1. Field of the Invention
This invention relates to document and currency handling machines and, more particularly, to document handling machines with batching and sorting capabilities.
2. Prior Art
There have existed in the document and currency handling art machines in which sheet-by-sheet feeding of bills or documents which are vertically oriented is accomplished, in part, by a pusher plate which is biased towards the bills by a helical spring of a length approximating the length of the maximum number of bills in a stack to be handled. If it is desired, as here, to utilize a cartridge in which the bills have been stacked for easy insertion into the document handling machine, the length of the cartridge becomes very long if a helical spring is utilized. Further, because of inherent helical spring characteristics, towards the end of the feeding process when there are only a few bills left in the stack of vertically oriented bills or documents, the pressure from the pressure plate biased by the helical spring falls to a point where the bills or documents are not fed smoothly into the sheet-by-sheet mechanism, as a result of which jamming conditions and other undesirable conditions may arise. Further, in a document handling machine where such bills or documents are to be sorted as to fit and unfit or real or counterfeit it has been a practice in the past to stop the feeding of the machine with the counterfeit or defective bill as the last bill in the output or stacker from the document handling machine and then, manually, to remove the defective bill from the stacker. This is a slow process. With the advent of the ATM machines the need for pre-determined batches of bills which can be wrapped and supplied to ATM machine owners and, subsequently, to the users of those machines, it is essential that high-speed sorting and batching be achieved without any manual steps other than the original loading of unseparated bills into the handling machine and removal of a batch of a pre-determined number and with assured quality from the machine at the end of the batching process.

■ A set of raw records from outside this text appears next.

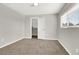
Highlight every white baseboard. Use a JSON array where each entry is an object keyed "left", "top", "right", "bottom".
[
  {"left": 58, "top": 40, "right": 71, "bottom": 55},
  {"left": 38, "top": 38, "right": 58, "bottom": 40},
  {"left": 0, "top": 37, "right": 31, "bottom": 48},
  {"left": 0, "top": 37, "right": 71, "bottom": 55}
]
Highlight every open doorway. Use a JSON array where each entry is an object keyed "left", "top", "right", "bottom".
[{"left": 31, "top": 17, "right": 38, "bottom": 39}]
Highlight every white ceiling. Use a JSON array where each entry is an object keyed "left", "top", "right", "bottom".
[{"left": 3, "top": 3, "right": 65, "bottom": 15}]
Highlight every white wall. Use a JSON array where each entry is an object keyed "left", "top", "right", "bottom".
[
  {"left": 25, "top": 16, "right": 32, "bottom": 38},
  {"left": 26, "top": 14, "right": 58, "bottom": 39},
  {"left": 38, "top": 14, "right": 58, "bottom": 40},
  {"left": 0, "top": 4, "right": 58, "bottom": 48},
  {"left": 0, "top": 4, "right": 26, "bottom": 47},
  {"left": 58, "top": 3, "right": 79, "bottom": 55}
]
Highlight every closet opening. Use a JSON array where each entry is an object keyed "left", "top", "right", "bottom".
[{"left": 31, "top": 17, "right": 38, "bottom": 39}]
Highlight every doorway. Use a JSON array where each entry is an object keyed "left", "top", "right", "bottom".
[{"left": 31, "top": 17, "right": 38, "bottom": 39}]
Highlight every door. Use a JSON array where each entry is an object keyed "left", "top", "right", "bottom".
[{"left": 31, "top": 17, "right": 38, "bottom": 39}]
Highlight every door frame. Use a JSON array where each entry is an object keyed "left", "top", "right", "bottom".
[{"left": 30, "top": 16, "right": 38, "bottom": 39}]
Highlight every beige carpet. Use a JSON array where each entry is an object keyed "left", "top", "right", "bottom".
[{"left": 0, "top": 39, "right": 69, "bottom": 55}]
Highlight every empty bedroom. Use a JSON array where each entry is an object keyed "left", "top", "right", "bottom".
[{"left": 0, "top": 3, "right": 78, "bottom": 55}]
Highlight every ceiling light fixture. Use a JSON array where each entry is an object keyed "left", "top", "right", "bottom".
[
  {"left": 30, "top": 0, "right": 39, "bottom": 7},
  {"left": 30, "top": 3, "right": 39, "bottom": 7},
  {"left": 33, "top": 3, "right": 39, "bottom": 6}
]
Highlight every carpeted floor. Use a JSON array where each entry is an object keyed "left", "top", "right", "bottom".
[{"left": 0, "top": 39, "right": 69, "bottom": 55}]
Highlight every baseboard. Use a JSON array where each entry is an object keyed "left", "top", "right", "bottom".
[
  {"left": 38, "top": 38, "right": 58, "bottom": 40},
  {"left": 0, "top": 37, "right": 31, "bottom": 48},
  {"left": 58, "top": 40, "right": 71, "bottom": 55}
]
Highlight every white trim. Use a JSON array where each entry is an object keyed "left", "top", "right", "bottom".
[
  {"left": 30, "top": 16, "right": 38, "bottom": 39},
  {"left": 58, "top": 40, "right": 71, "bottom": 55},
  {"left": 61, "top": 4, "right": 79, "bottom": 28},
  {"left": 0, "top": 37, "right": 71, "bottom": 55},
  {"left": 38, "top": 38, "right": 71, "bottom": 54},
  {"left": 0, "top": 37, "right": 31, "bottom": 48},
  {"left": 38, "top": 38, "right": 58, "bottom": 40},
  {"left": 30, "top": 17, "right": 32, "bottom": 39}
]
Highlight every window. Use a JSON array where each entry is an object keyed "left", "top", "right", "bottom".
[{"left": 61, "top": 4, "right": 79, "bottom": 28}]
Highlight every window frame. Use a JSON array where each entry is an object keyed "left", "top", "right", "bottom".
[{"left": 61, "top": 4, "right": 79, "bottom": 28}]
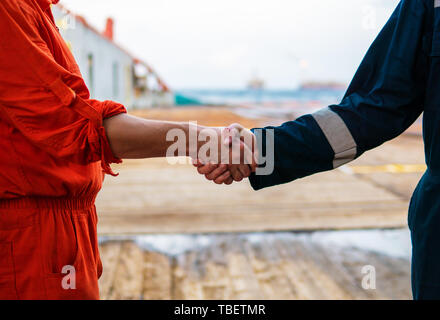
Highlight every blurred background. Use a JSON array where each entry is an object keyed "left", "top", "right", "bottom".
[{"left": 55, "top": 0, "right": 422, "bottom": 299}]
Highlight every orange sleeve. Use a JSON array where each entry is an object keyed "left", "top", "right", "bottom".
[{"left": 0, "top": 0, "right": 126, "bottom": 176}]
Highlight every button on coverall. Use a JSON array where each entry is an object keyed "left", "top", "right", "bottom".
[
  {"left": 249, "top": 0, "right": 440, "bottom": 299},
  {"left": 0, "top": 0, "right": 126, "bottom": 299}
]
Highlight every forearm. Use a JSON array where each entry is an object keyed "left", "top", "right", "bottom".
[{"left": 103, "top": 113, "right": 201, "bottom": 159}]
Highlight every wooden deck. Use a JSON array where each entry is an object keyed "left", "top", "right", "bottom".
[
  {"left": 96, "top": 134, "right": 424, "bottom": 235},
  {"left": 98, "top": 236, "right": 411, "bottom": 300}
]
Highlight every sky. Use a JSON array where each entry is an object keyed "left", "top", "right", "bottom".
[{"left": 61, "top": 0, "right": 399, "bottom": 89}]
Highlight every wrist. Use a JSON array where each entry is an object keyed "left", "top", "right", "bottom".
[{"left": 184, "top": 122, "right": 207, "bottom": 158}]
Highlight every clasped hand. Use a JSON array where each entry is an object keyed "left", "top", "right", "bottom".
[{"left": 193, "top": 123, "right": 258, "bottom": 185}]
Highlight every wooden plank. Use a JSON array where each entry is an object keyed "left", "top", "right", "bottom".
[
  {"left": 271, "top": 240, "right": 317, "bottom": 300},
  {"left": 358, "top": 251, "right": 411, "bottom": 300},
  {"left": 200, "top": 238, "right": 232, "bottom": 300},
  {"left": 244, "top": 239, "right": 296, "bottom": 300},
  {"left": 97, "top": 202, "right": 408, "bottom": 235},
  {"left": 108, "top": 241, "right": 144, "bottom": 300},
  {"left": 172, "top": 251, "right": 204, "bottom": 300},
  {"left": 171, "top": 255, "right": 185, "bottom": 300},
  {"left": 301, "top": 242, "right": 377, "bottom": 300},
  {"left": 143, "top": 251, "right": 172, "bottom": 300},
  {"left": 278, "top": 241, "right": 344, "bottom": 300},
  {"left": 224, "top": 238, "right": 262, "bottom": 300},
  {"left": 98, "top": 242, "right": 122, "bottom": 300}
]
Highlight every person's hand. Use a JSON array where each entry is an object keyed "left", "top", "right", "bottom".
[{"left": 194, "top": 123, "right": 258, "bottom": 184}]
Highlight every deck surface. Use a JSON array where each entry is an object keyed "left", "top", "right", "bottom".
[
  {"left": 96, "top": 135, "right": 424, "bottom": 234},
  {"left": 98, "top": 236, "right": 411, "bottom": 300}
]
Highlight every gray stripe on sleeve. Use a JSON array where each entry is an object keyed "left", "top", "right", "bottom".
[
  {"left": 436, "top": 0, "right": 440, "bottom": 8},
  {"left": 312, "top": 107, "right": 357, "bottom": 168}
]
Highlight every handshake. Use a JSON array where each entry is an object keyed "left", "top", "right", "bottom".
[{"left": 192, "top": 123, "right": 259, "bottom": 185}]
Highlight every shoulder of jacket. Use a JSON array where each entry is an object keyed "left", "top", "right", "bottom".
[{"left": 0, "top": 0, "right": 39, "bottom": 18}]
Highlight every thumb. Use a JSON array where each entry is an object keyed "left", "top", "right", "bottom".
[{"left": 225, "top": 123, "right": 245, "bottom": 146}]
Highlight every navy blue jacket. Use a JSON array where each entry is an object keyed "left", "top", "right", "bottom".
[{"left": 249, "top": 0, "right": 440, "bottom": 299}]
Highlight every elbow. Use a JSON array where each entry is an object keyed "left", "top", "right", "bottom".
[{"left": 103, "top": 114, "right": 129, "bottom": 159}]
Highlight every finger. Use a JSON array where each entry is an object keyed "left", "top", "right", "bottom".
[
  {"left": 192, "top": 159, "right": 203, "bottom": 167},
  {"left": 230, "top": 127, "right": 241, "bottom": 142},
  {"left": 230, "top": 165, "right": 244, "bottom": 182},
  {"left": 245, "top": 146, "right": 258, "bottom": 173},
  {"left": 223, "top": 123, "right": 244, "bottom": 146},
  {"left": 250, "top": 151, "right": 258, "bottom": 172},
  {"left": 206, "top": 164, "right": 228, "bottom": 181},
  {"left": 197, "top": 163, "right": 219, "bottom": 175},
  {"left": 228, "top": 123, "right": 245, "bottom": 133},
  {"left": 214, "top": 170, "right": 231, "bottom": 184},
  {"left": 248, "top": 135, "right": 259, "bottom": 172},
  {"left": 229, "top": 127, "right": 256, "bottom": 162},
  {"left": 235, "top": 141, "right": 254, "bottom": 174},
  {"left": 238, "top": 132, "right": 258, "bottom": 171},
  {"left": 221, "top": 127, "right": 231, "bottom": 145},
  {"left": 224, "top": 177, "right": 234, "bottom": 185},
  {"left": 237, "top": 164, "right": 251, "bottom": 178}
]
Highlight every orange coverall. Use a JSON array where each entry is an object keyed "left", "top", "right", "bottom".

Therefore, it is a first object of this invention to overcome the various problems of prior art devices, as described hereinbefore.
It is a further object of this invention to provide a document handling machine in which the feeding of documents out of the input stack is assured of being consistent and free of jamming despite the position of a bill or document in the input stack.
It is an additional object of this invention to provide a document or currency handling machine which automatically segregates defective documents or bills from good bills without stopping the action of the machine to manually remove a bad document or bill.